2006-10-24

Why smart people believe crazy stuff

It'd always been my impression that intelligence is rather strongly correlated with disbelief in the supernatural (whether in the form of religious belief or plain old superstition). I still think it is correlated but maybe not as strongly as I thought: I've recently met some smart people who believe pretty crazy stories.

And I don't just mean the odd mystically-inclined physicist who thinks the laws of nature are God or some such metaphor. I mean intelligent, educated, somewhat scientifically literate people believing pretty literally in a soul separate from the brain which survives the body's death and goes on to live in some alternative reality. Or some similar off-the-wall story: you get the idea.

There are probably many factors which make this particular mental setup possible but let me speculate as to one of the possibly most important factors. I actually hinted at the possible culprit above: "somewhat scientifically literate". I think it may not be sufficient to have basic secondary school scientific literacy to realize how much ideas such as astrology or an immortal soul are incompatible with the scientific outlook.

It doesn't much matter if you know the details of meiosis or are familiar with Heisenberg's uncertainty principle as disconnected facts. You need to be aware of the scientific method as a means to build successively more adequate approximations of reality. You need to know that the whole of science hangs together, that you are not allowed to just pick and choose: accept medicine because it seems to work, but reject evolution by natural selection because it makes you feel like the world is a cold and unpleasant place.

There is also the fact that you have to be willing and able to ask the right questions and follow the answers to their conclusions. If you think science is mostly right, but there is something more out there you have to be willing to check if this something out there is actually a possible extension to already established scientific facts. For example you may think physics and biology are correct as such, but they just fail to mention the immortal soul, so you are free to believe in it. And you want to because it gives you a warm and fuzzy feeling and makes you less afraid of death. Well not quite.

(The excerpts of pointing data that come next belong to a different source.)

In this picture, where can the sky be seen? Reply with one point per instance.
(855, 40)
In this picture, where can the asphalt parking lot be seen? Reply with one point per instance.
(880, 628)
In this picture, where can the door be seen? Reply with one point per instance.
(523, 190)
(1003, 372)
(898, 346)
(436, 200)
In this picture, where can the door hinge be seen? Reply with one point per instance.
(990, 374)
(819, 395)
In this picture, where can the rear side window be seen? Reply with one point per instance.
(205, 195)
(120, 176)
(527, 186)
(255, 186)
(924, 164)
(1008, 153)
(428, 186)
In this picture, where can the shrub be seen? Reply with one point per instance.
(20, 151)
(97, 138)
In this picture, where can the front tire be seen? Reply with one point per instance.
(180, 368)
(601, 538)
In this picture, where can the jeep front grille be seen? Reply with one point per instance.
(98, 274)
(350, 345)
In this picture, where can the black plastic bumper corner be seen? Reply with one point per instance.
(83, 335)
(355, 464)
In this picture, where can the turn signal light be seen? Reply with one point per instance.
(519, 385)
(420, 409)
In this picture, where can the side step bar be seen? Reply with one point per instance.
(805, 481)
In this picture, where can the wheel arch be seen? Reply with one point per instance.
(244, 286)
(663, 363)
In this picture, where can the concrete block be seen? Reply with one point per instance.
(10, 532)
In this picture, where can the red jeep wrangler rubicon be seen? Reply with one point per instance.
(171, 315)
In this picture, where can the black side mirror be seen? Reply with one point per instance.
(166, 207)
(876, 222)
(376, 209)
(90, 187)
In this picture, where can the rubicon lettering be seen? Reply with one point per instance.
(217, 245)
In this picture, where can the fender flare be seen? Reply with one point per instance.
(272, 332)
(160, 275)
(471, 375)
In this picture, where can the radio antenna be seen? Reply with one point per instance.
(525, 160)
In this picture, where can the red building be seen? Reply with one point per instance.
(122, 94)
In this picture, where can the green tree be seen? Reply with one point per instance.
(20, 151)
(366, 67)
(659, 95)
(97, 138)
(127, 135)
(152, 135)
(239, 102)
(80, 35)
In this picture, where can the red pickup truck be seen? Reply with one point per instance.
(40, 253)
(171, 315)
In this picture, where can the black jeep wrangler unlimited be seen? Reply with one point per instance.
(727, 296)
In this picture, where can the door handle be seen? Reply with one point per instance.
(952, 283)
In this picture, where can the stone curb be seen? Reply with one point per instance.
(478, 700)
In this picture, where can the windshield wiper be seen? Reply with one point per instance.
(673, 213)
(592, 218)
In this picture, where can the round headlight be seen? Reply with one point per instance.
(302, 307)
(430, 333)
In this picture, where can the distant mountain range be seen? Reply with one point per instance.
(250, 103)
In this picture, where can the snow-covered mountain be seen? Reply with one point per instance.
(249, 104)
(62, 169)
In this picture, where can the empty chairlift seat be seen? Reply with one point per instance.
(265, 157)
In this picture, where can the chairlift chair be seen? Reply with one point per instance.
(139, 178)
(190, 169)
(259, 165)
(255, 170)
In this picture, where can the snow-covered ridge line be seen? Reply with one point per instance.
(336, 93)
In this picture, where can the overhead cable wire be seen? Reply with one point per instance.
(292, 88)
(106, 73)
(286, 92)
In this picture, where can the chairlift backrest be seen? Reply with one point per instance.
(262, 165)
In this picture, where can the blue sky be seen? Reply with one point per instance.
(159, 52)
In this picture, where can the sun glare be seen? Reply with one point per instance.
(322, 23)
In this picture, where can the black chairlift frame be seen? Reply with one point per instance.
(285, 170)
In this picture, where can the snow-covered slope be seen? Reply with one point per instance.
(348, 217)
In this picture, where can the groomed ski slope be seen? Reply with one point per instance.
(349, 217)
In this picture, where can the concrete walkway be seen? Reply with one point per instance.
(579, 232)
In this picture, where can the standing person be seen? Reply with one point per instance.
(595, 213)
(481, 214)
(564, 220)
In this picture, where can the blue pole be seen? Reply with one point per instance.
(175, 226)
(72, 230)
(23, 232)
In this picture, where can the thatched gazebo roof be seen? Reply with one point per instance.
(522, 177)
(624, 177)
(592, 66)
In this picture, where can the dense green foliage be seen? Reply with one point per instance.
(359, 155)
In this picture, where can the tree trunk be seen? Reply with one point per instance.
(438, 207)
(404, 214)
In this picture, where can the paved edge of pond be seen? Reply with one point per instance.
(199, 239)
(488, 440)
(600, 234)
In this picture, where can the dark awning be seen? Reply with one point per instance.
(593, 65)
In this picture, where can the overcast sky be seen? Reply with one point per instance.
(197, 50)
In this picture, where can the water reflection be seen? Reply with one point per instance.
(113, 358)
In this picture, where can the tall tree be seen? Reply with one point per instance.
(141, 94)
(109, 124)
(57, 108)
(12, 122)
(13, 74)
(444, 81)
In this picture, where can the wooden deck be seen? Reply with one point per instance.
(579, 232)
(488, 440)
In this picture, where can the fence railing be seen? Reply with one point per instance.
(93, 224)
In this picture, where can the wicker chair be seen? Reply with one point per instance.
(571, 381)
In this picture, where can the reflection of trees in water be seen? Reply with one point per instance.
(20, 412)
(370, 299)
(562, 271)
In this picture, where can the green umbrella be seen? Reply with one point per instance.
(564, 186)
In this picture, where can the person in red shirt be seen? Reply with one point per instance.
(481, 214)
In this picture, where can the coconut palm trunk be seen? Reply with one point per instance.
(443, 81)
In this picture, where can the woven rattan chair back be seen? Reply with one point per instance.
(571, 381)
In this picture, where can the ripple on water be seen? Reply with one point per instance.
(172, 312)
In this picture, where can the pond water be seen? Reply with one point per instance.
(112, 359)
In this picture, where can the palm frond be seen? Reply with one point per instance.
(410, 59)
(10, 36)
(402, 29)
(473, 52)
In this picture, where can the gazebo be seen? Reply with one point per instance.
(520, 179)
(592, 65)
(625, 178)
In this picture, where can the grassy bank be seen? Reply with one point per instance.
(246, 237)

There's all the well known problems with dualism. To dumb down, if the soul is supposed to control the body then it has to interact with it somehow. If it is material then it's just some part of the brain which science can study and explain, and it's unlikely to survive the death of the rest of the brain. If it's immaterial, then how can it have a causal effect on a material object like the brain? Energy doesn't come out of nowhere, and so on.

There's more prosaic implausibilities and inconsistencies. Do only humans have a soul? Which of the extinct hominins, if any, had it too? At which point in the evolution of our species did we acquire it? At which point during our embryonic development do we get it? As soon as conception? If so, then most soulful beings don't even get to be born, as most pregnancies end in an unnoticed early spontaneous abortion. You can probably try to speculate about answers to these issues, but I bet when you're finished you'd be left with a kind of soul that you'd no longer want quite so much to believe in.

And some smart people who don't know much outside high-school science plus their own narrow area of expertise might just not have come across too many ideas that would make them want to ask and be able to answer those kinds of questions. Some combination of philosophy of science, cognitive science, neuroscience, evolutionary biology and embryology are the ingredient that might be missing. My bet is that many people, smart or otherwise, have only a very vague idea or none at all about those areas. If they had more, I am willing to risk a guess that they would be a bit more picky about the crazy stuff they choose to believe in.

I guess some soul believers still wouldn't go all the way: probably some would be tempted by the Kurzweil-style singularity stuff as a last recourse -- I've just noticed right now that a relatively smart acquaintance of mine is into it. But no matter, its a progress anyway...

3 comments:

and i said...

Do you include metaphysics in your definition of science?

About 95% of light energy is "invisible" to human beings. We only hear sonic frequencies vibrating between 20Hz and 20kHz. About 95% of our DNA serves a purpose that is unkown to today's scientists. How can the science that we have discovered--which has been developed using our very limited capacity for perception--explain the entire nature of the universe?

Anonymous said...

All of the scientists listed below were known to have believed in god. So you know better eh? Part of being a good scientist is admitting your limitations of what's actually possible to prove and what isn't! What you cannot prove ends up as a matter or personal beliefs. If you are unfortunate enough at this stage of your life to have no awareness of your own spirituality, that shouldn't stop you from respecting the beliefs of others. Open your mind!

Nicholas Copernicus (1473-1543)
Sir Fancis Bacon (1561-1627)
Johannes Kepler (1571-1630)
Galileo Galilei (1564-1642)
Rene Descartes (1596-1650)
Isaac Newton (1642-1727)
Robert Boyle (1791-1867)
Michael Faraday (1791-1867)
Gregor Mendel (1822-1884)
William Thomson Kelvin (1824-1907)
Max Planck (1858-1947)
Albert Einstein (1879-1955)

repei said...

"If you are unfortunate enough at this stage of your life to have no awareness of your own spirituality (...)",

Those pesky believers are far too patronizing...

Several years ago I read Einstein's biography, and there was a citation of him claiming that, however, he had mentioned his somewhat "religious" perception of the universe, it has nothing to do with any religious beliefs; thus, such beliefs were attributed to him falsely.